10. D’une part, M. C… a fait l’objet d’une obligation de quitter le territoire français qui n’était assortie d’aucun délai de départ volontaire. Eu égard à ce qui a été dit au point 7, le requérant n’établit pas l’existence de circonstances humanitaires faisant obstacle au prononcé d’une décision d’interdiction de retour sur le territoire français.

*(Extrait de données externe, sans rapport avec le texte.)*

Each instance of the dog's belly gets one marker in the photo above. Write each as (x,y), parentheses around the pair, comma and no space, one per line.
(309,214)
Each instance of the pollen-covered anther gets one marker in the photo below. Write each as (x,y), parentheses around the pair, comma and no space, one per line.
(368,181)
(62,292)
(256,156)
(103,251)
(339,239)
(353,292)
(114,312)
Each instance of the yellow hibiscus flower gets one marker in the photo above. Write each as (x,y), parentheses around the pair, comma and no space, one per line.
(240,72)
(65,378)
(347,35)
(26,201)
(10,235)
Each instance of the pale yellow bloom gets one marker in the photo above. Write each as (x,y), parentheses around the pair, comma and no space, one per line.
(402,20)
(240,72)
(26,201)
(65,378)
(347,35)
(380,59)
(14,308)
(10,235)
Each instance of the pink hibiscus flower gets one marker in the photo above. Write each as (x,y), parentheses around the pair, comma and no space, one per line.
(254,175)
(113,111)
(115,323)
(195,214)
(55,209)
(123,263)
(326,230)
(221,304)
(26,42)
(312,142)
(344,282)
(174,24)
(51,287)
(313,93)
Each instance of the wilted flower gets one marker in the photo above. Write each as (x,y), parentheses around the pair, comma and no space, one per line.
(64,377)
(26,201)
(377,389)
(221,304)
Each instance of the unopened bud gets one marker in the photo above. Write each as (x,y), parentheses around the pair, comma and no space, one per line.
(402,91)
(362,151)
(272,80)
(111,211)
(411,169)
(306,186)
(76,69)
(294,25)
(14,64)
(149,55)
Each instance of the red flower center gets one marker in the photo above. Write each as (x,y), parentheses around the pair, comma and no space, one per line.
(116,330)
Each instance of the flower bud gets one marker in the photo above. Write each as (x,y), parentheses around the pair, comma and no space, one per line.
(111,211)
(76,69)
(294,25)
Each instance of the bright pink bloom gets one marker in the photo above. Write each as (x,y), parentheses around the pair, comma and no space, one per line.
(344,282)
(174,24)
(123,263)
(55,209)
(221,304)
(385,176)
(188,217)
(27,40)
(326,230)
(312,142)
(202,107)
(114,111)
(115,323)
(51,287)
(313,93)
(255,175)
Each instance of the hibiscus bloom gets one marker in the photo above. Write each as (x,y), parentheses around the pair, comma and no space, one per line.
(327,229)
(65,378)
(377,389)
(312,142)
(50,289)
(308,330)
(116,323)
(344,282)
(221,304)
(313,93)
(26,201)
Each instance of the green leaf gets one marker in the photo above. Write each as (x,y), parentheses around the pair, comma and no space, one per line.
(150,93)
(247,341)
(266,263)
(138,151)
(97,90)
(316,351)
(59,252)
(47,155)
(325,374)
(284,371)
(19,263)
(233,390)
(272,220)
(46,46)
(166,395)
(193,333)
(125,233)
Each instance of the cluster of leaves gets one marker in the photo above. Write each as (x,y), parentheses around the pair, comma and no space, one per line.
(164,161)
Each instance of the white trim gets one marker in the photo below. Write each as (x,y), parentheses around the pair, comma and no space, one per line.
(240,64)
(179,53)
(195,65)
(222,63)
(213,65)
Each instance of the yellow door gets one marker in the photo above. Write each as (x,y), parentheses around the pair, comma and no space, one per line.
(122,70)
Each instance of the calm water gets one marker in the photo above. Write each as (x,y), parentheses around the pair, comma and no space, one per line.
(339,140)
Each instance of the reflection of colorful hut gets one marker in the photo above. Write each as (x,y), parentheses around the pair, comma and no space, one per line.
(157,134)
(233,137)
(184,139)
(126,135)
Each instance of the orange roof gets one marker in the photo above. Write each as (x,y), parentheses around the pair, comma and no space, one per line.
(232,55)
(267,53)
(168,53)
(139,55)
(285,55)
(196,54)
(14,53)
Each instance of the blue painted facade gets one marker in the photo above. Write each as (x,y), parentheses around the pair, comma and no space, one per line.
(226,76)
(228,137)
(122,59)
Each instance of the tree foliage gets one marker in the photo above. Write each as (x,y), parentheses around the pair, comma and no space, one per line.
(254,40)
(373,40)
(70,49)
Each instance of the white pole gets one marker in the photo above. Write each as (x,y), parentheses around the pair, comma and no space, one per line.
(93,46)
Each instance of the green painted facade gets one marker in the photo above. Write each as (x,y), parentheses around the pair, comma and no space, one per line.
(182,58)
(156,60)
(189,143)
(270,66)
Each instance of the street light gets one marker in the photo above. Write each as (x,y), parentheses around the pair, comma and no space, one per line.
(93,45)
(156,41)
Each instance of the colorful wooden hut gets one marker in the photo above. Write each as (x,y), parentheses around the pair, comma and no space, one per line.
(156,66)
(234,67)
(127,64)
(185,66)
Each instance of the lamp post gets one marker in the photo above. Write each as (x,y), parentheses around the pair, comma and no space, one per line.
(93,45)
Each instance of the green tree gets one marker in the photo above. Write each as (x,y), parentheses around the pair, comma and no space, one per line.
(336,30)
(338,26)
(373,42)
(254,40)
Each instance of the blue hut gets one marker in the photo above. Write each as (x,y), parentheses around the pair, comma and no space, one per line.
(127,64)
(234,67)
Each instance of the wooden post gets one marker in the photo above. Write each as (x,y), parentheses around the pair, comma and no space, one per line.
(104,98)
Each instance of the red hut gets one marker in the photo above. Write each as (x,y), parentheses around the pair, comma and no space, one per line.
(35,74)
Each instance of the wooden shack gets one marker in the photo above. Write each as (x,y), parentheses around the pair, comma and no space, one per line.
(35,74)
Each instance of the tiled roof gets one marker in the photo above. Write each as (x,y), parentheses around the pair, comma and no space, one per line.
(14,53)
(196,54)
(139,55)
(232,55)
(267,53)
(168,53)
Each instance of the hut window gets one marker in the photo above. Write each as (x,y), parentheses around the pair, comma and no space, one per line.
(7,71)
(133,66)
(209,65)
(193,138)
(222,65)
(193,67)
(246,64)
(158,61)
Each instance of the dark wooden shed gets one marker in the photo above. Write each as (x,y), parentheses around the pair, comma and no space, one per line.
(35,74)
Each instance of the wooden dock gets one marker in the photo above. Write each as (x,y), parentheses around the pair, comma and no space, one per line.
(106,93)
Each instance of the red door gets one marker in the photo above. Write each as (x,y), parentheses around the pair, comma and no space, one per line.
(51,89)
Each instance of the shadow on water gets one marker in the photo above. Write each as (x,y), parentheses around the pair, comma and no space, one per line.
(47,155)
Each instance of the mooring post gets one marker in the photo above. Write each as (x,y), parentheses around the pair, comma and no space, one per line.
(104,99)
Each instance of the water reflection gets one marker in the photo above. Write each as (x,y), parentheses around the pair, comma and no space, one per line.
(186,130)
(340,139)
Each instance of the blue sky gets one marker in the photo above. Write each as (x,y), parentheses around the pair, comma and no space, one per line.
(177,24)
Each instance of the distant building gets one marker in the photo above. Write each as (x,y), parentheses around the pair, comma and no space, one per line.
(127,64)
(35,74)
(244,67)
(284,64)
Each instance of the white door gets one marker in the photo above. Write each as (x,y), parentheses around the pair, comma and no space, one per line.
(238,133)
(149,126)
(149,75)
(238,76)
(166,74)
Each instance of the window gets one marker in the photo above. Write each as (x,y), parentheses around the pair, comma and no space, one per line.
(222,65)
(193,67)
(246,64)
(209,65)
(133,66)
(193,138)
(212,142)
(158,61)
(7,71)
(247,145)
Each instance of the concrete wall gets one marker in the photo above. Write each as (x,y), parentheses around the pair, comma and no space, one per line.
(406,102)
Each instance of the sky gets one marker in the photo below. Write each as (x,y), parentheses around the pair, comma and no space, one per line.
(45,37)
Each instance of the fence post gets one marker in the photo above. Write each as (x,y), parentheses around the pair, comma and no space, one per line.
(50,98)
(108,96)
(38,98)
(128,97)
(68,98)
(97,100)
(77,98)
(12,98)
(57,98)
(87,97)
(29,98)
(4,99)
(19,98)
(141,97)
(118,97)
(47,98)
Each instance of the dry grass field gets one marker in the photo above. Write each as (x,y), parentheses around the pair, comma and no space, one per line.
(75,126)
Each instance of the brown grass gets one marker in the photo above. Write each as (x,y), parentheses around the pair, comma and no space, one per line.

Par suite, c’est à bon droit que le préfet a décidé d’assortir l’obligation de quitter le territoire français prise à l’encontre de M. C… d’une telle interdiction, laquelle est suffisamment motivée en fait et en droit.
11. D’autre part, eu égard là encore à ce qui a été dit au point 7, le préfet, en fixant à un an la durée de l’interdiction de retour sur le territoire français, n’a méconnu ni les dispositions précitées de l’article L. 612-10 du code de l’entrée et du séjour des étrangers et du droit d’asile, ni les stipulations de l’article 8 de la convention européenne de sauvegarde des droits de l’homme et des libertés fondamentales.
12. Il résulte de tout ce qui précède que la requête de M. C… doit être rejetée en toutes ses conclusions, y compris celles à fin d’injonction sous astreinte et celles tendant à ce que soient mis à la charge de l’Etat les frais liés au litige.
D É C I D E :
Article 1er : La requête de M. C… est rejetée.
Article 2 : Le présent jugement sera notifié à M. A… C… et au préfet du Val-d’Oise.
Délibéré après l’audience du 30 octobre 2025, à laquelle siégeaient :
- M. Robbe, président,
- Mme Caldoncelli-Vidal, première conseillère,
- M. Vollot, premier conseiller.
Rendu public par mise à disposition au greffe le 19 novembre 2025.
Le président-rapporteur,
L’assesseure la plus ancienne dans l’ordre du tableau,
J. Robbe
M. Caldoncelli-Vidal
Le greffier,
L. Dionisi
La République mande et ordonne au préfet du Val-d’Oise en ce qui le concerne ou à tous commissaires de justice à ce requis en ce qui concerne les voies de droit commun contre les parties privées, de pourvoir à l’exécution du présent jugement.